PyTorch softmax with dim

blue-sky picture blue-sky · Sep 26, 2018 · Viewed 12.4k times · Source

Which dimension should softmax be applied to ?

This code :

%reset -f

import torch.nn as nn
import numpy as np
import torch

my_softmax = nn.Softmax(dim=-1)

mu, sigma = 0, 0.1 # mean and standard deviation

train_dataset = []
image = []
image_x = np.random.normal(mu, sigma, 24).reshape((3 , 4, 2))
train_dataset.append(image_x)

x = torch.tensor(train_dataset).float()

print(x)
print(my_softmax(x))
my_softmax = nn.Softmax(dim=1)
print(my_softmax(x))

prints following :

tensor([[[[-0.1500,  0.0243],
          [ 0.0226,  0.0772],
          [-0.0180, -0.0278],
          [ 0.0782, -0.0853]],

         [[-0.0134, -0.1139],
          [ 0.0385, -0.1367],
          [-0.0447,  0.1493],
          [-0.0633, -0.2964]],

         [[ 0.0123,  0.0061],
          [ 0.1086, -0.0049],
          [-0.0918, -0.1308],
          [-0.0100,  0.1730]]]])
tensor([[[[ 0.4565,  0.5435],
          [ 0.4864,  0.5136],
          [ 0.5025,  0.4975],
          [ 0.5408,  0.4592]],

         [[ 0.5251,  0.4749],
          [ 0.5437,  0.4563],
          [ 0.4517,  0.5483],
          [ 0.5580,  0.4420]],

         [[ 0.5016,  0.4984],
          [ 0.5284,  0.4716],
          [ 0.5098,  0.4902],
          [ 0.4544,  0.5456]]]])
tensor([[[[ 0.3010,  0.3505],
          [ 0.3220,  0.3665],
          [ 0.3445,  0.3230],
          [ 0.3592,  0.3221]],

         [[ 0.3450,  0.3053],
          [ 0.3271,  0.2959],
          [ 0.3355,  0.3856],
          [ 0.3118,  0.2608]],

         [[ 0.3540,  0.3442],
          [ 0.3509,  0.3376],
          [ 0.3200,  0.2914],
          [ 0.3289,  0.4171]]]])

So first tensor is prior to softmax being applied, second tensor is result of softmax applied to tensor with dim=-1 and third tensor is result of softmax applied to tensor with dim=1 .
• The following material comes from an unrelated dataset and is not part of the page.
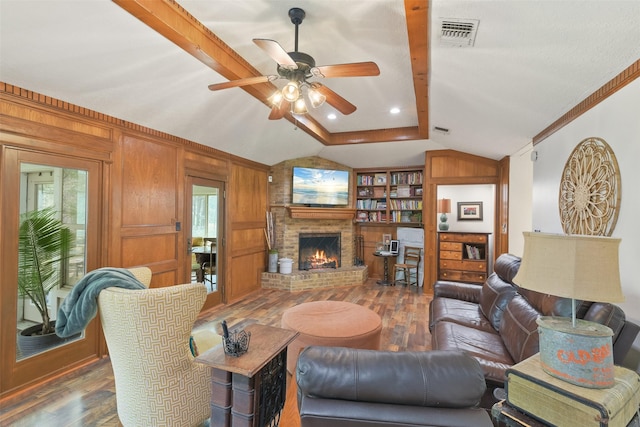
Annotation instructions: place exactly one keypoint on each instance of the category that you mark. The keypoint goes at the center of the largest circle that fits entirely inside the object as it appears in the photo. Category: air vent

For result of first softmax can see corresponding elements sum to 1, for example [ 0.4565, 0.5435] -> 0.4565 + 0.5435 == 1.
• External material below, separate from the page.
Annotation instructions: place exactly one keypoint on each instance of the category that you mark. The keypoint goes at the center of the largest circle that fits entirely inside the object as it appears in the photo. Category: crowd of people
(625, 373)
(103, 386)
What is summing to 1 as result of of second softmax ?

Which dim value should I choose ?

Update : The dimension (3 , 4, 2) corresponds to image dimension where 3 is the RGB value , 4 is the number of horizontal pixels (width) , 2 is the number of vertical pixels (height). This is an image classification problem. I'm using cross entropy loss function. Also, I'm using softmax in final layer in order to back-propagate probabilities.

Answer

unlut picture unlut · Sep 26, 2018

You have a 1x3x4x2 tensor train_dataset. Your softmax function's dim parameter determines across which dimension to perform Softmax operation. First dimension is your batch dimension, second is depth, third is rows and last one is columns. Please look at picture below (sorry for horrible drawing) to understand how softmax is performed when you specify dim as 1. enter image description here

In short, sum of each corresponding entry of your 4x2 matrices are equal to 1.

Update: The question which dimension the softmax should be applied depends on what data your tensor store, and what is your goal.

Update: For image classification task, please see the tutorial on official pytorch website. It covers basics of image classification with pytorch on a real dataset and its a very short tutorial. Although that tutorial does not perform Softmax operation, what you need to do is just use torch.nn.functional.log_softmax on output of last fully connected layer. See MNIST classifier with pytorch for a complete example. It does not matter whether your image is RGB or grayscale after flattening it for fully connected layers (also keep in mind that same code for MNIST example might not work for you, depends on which pytorch version you use).